Le verdict est tombé jeudi 10 janvier : « Song », la cofondatrice de 45 ans du plus grand site pour adultes de Corée du Sud, passera les quatre prochaines années en prison. Cette condamnation, qui s’accompagne d’une amende d’environ un million d’euros (soit 1,4 milliard de wons, la devise sud-coréenne), intervient dans un contexte d’indignation des Sud-Coréennes contre la pornographie par caméra espion.

Filmer l’intimité des femmes à leur insu

Ces derniers mois, des dizaines de milliers de Sud-Coréennes ont participé à des manifestations afin de dénoncer les « molka », ces vidéos composées d’images tournées à leur insu dans les vestiaires et les toilettes d’école ou encore de train. Preuve de l’ampleur du phénomène, l’évolution du nombre de signalements à la police impliquant des caméras espions qui est passé de 1 100 à 6 500 au cours de l’année 2018. En moyenne, cela fait 17,8 signalements quotidiens.

Également à l’origine de la colère des Sud-Coréennes, le très faible taux de condamnation des individus reconnus de « molka », et ce bien que la production ou la distribution de pornographie soit officiellement illégale dans le pays.

L’impunité des voyeurs

Si de plus en plus de voyeurs sont signalés, très peu sont punis. La preuve en chiffres : en 2016, selon une élue sud-coréenne ,Park Kyung-mi, 4 499 suspects ont été identifiés par la police. Pourtant, seulement 1 720 ont été jugés, soit 38 %. Pire, encore : sur les procès ayant eu lieu entre janvier et juin 2018, seuls 10,5 % auraient débouché sur des peines de prison. Les individus reconnus coupables sont généralement punis d’une simple amende, une peine peu dissuasive.

La prise de conscience du gouvernement

Face à la colère des citoyennes, les autorités ont d’abord tenté de répondre au problème en mobilisant des employés supplémentaires afin d’inspecter quotidiennement les toilettes.
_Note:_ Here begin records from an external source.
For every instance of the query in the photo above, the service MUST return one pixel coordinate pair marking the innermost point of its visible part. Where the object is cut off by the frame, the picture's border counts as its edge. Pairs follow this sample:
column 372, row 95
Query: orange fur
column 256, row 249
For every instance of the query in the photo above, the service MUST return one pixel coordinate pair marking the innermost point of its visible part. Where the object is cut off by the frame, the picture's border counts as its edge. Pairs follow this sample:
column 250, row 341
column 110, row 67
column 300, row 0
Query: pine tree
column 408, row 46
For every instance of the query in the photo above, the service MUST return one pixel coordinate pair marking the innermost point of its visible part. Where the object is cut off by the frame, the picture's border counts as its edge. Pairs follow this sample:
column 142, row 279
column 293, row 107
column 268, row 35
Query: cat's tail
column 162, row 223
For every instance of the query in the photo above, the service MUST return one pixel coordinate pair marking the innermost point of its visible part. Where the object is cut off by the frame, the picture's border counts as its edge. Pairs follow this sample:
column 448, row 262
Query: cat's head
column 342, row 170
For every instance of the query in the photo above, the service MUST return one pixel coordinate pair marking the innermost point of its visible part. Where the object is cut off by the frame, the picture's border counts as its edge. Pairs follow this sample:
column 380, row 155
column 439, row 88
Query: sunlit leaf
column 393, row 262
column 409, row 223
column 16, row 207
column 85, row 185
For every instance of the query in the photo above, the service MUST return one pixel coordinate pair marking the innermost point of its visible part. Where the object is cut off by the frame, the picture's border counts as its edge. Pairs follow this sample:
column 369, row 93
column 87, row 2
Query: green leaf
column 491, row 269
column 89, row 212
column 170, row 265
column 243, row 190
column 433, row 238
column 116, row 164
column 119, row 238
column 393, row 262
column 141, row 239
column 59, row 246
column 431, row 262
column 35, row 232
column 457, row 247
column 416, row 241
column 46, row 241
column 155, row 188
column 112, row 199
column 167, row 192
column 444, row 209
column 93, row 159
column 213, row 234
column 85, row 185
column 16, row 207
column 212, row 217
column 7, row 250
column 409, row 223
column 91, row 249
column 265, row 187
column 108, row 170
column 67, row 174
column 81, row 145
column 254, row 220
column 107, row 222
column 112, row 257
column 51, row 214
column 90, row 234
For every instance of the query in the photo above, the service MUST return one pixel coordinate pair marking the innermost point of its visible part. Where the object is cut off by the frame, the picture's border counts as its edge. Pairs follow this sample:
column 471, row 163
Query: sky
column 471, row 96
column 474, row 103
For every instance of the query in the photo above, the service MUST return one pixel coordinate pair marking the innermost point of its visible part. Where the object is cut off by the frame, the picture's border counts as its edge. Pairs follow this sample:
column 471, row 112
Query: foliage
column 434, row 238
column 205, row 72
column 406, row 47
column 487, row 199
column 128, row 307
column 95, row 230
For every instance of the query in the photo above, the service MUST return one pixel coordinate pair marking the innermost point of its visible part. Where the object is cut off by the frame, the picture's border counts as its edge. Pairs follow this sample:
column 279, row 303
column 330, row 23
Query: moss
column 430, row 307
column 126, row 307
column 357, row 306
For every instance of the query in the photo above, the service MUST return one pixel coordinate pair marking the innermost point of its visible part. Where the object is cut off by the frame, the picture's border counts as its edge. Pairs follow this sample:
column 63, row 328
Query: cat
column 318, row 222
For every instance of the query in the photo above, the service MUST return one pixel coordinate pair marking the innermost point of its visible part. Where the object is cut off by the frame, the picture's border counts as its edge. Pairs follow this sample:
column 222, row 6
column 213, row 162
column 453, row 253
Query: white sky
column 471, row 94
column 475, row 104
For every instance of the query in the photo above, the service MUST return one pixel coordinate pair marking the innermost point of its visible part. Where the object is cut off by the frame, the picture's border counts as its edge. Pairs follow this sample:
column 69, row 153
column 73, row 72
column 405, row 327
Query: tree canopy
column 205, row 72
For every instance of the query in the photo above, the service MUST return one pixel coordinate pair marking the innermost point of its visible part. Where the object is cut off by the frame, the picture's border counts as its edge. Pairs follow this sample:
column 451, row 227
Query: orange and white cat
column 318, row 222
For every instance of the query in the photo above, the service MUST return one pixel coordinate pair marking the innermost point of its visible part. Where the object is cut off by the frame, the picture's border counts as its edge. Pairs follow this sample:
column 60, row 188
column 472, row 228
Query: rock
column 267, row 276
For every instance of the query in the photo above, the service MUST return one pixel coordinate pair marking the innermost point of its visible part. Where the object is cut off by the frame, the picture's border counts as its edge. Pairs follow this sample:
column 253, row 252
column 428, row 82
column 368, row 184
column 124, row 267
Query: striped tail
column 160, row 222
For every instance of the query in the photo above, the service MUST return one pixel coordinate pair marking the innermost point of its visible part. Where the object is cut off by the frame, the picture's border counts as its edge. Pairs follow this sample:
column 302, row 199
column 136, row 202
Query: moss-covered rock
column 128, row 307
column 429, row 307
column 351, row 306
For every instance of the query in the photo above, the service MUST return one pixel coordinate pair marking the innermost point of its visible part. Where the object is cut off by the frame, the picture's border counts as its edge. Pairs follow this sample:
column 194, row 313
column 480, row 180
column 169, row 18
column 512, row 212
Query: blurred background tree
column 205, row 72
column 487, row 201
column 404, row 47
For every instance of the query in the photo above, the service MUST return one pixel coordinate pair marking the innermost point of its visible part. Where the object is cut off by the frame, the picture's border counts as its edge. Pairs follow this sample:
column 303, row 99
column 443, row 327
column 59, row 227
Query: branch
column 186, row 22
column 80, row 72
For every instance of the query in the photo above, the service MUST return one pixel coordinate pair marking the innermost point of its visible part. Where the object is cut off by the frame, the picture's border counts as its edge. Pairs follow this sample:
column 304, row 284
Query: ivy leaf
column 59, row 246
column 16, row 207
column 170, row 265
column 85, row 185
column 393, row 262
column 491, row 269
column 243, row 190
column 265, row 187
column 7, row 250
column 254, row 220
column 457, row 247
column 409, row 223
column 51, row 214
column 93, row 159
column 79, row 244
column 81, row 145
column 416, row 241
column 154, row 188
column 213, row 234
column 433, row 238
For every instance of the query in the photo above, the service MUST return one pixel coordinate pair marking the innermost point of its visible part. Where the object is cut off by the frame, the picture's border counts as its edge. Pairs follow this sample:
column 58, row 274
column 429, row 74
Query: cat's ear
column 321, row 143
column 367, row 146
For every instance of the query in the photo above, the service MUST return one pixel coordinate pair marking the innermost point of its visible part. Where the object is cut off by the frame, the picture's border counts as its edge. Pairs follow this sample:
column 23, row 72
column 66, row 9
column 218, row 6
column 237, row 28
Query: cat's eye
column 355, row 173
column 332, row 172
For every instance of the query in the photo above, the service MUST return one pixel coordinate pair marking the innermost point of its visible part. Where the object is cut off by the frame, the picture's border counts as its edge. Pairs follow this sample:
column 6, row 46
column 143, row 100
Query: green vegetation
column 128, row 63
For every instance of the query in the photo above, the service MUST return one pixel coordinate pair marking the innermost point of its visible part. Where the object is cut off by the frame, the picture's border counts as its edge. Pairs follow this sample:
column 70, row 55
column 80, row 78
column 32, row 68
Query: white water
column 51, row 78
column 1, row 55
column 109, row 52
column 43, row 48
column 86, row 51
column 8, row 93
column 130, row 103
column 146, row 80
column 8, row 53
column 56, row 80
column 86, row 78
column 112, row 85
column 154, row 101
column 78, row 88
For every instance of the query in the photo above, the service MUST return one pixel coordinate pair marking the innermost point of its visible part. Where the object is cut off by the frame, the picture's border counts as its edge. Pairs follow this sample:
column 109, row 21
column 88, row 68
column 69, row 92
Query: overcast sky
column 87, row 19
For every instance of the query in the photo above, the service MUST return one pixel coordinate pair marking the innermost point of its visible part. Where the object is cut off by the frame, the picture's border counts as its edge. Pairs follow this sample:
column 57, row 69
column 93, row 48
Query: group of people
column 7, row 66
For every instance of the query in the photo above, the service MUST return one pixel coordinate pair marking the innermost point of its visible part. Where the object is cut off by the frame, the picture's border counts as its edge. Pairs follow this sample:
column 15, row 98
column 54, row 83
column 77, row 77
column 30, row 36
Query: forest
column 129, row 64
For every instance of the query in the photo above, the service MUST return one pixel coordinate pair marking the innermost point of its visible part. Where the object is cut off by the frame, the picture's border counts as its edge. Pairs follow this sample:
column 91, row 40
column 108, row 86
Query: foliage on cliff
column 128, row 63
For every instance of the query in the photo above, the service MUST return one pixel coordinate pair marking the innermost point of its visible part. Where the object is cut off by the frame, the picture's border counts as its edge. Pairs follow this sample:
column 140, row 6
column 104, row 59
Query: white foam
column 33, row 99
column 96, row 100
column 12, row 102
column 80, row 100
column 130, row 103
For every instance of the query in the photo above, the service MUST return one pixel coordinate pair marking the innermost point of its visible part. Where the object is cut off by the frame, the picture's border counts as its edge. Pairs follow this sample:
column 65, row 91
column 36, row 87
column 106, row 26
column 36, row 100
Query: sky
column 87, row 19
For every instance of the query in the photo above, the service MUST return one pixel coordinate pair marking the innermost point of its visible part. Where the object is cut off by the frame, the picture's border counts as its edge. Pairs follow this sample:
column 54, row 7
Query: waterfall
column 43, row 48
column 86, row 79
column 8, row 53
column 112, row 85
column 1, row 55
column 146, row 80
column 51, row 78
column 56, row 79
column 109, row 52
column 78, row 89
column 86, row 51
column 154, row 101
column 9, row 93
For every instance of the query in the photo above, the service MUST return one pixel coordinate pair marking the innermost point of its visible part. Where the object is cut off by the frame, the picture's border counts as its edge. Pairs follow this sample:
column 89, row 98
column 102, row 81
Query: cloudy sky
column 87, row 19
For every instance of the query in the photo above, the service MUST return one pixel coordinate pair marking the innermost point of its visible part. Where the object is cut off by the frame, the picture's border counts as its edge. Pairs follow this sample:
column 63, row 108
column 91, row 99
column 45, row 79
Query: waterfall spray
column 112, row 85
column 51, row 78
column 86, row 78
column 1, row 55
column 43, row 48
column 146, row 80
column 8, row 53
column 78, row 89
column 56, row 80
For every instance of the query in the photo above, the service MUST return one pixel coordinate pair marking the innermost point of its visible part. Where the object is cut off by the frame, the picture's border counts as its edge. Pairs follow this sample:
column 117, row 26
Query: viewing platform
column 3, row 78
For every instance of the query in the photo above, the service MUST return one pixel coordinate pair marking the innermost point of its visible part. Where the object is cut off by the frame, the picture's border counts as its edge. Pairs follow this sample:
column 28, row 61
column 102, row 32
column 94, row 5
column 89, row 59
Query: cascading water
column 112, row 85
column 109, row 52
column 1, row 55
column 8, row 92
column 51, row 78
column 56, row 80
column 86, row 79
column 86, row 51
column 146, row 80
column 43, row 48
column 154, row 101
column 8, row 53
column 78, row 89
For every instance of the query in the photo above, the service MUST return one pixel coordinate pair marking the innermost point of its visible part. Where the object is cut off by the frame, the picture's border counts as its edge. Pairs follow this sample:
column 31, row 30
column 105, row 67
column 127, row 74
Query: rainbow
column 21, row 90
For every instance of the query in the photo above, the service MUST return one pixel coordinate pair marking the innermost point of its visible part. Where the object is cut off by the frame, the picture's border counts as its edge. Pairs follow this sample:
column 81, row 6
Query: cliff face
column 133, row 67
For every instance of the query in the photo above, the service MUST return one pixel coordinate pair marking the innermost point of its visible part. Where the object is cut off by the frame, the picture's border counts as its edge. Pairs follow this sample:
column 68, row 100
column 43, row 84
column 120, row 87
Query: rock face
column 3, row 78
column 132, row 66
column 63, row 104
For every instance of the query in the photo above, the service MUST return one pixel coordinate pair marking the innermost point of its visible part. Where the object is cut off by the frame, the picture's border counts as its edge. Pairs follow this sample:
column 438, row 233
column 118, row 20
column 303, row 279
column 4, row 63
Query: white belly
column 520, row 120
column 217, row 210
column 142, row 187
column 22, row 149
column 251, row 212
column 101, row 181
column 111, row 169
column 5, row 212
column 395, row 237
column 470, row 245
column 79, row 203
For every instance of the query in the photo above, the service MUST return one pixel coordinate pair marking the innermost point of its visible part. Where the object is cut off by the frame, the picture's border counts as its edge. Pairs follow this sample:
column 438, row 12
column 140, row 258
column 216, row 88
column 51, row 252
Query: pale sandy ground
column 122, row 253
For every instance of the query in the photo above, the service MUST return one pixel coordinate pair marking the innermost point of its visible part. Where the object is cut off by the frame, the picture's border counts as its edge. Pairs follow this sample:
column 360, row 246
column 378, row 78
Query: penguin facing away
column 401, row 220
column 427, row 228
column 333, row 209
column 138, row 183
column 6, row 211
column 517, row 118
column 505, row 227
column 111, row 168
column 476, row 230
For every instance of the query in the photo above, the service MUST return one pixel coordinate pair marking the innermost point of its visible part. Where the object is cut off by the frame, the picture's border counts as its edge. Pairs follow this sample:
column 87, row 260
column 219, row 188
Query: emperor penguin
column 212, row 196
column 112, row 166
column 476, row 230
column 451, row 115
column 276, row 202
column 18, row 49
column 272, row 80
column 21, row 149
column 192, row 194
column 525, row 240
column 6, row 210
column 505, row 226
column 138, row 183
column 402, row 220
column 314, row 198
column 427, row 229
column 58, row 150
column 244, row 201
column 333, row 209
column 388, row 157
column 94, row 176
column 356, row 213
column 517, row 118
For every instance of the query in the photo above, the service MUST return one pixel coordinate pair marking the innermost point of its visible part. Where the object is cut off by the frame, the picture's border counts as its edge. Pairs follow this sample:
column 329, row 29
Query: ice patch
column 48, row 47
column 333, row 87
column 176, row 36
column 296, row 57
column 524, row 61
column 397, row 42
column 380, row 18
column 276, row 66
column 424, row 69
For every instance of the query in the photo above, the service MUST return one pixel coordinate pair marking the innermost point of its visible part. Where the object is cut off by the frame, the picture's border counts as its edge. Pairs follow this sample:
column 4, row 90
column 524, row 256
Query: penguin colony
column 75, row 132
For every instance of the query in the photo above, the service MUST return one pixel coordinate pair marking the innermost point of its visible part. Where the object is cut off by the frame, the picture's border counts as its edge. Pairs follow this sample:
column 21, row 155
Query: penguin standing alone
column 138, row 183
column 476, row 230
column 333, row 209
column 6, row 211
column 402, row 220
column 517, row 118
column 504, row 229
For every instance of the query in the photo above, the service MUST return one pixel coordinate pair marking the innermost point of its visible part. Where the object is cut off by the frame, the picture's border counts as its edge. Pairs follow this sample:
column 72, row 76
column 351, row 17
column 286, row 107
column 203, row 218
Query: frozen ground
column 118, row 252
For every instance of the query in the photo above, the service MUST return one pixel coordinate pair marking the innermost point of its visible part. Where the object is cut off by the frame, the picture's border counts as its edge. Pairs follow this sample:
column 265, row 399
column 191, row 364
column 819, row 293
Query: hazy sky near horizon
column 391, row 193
Une mesure à l’efficacité finalement limitée, les voyeurs étant extrêmement rapides et pouvant parfois installer et récupérer leurs caméras en seulement 15 minutes.

Jeudi 10 janvier, la riposte du gouvernement a toutefois franchi un cap en procédant à la condamnation de la cofondatrice et propriétaire de Soranet, un site porno fondé en 1999. Ce dernier proposait des milliers de vidéos pornographiques, dont des films de « vengeance pornographique » et de molka.

Arrêtée en juin dernier, Song avait vécu en Nouvelle-Zélande pendant des années. Dans un communiqué, le tribunal l’a reconnue coupable d’avoir « gravement porté atteinte à la dignité universelle d’autrui » tout en tirant « un énorme profit ».

Le phénomène « MeToo »

Cette annonce du tribunal intervient dans un contexte particulier puisque des thématiques féministes ont dominé toute l’année 2018 en Corée du Sud où les normes patriarcales sont pourtant profondément enracinées.

Depuis l’arrivée, certes tardive, du mouvement « Me Too » dans le pays au début de l’année 2018, des voix de femmes s’élèvent afin de dénoncer les inégalités et des progrès sont à relever. En avril, les hôtesses d’une compagnie aérienne ont obtenu l’autorisation de porter des lunettes. De la même manière, leurs consœurs de la compagnie concurrente Asiana ont pour leur part négocié le droit d’avoir les cheveux courts.

« Sans corset »

Plus tard, en juin, les réseaux sociaux ont également été le théâtre de l’émancipation des femmes. Sur Twitter, des milliers de Coréennes ont mis en ligne des photos de leurs cosmétiques jetés à la poubelle et de leurs cheveux coupés, sous le mot-clé « sans corset ».

Dans la même logique, un projet de taxis entièrement féminin, nommé Waygo Lady, a été approuvé par Séoul en décembre dernier. Imaginé par la compagnie Tago Solution, Waygo Lady proposera une vingtaine de véhicules conduits et réservés uniquement aux femmes. But du service, réduire les agressions sexuelles dont les Sud-Coréennes sont victimes.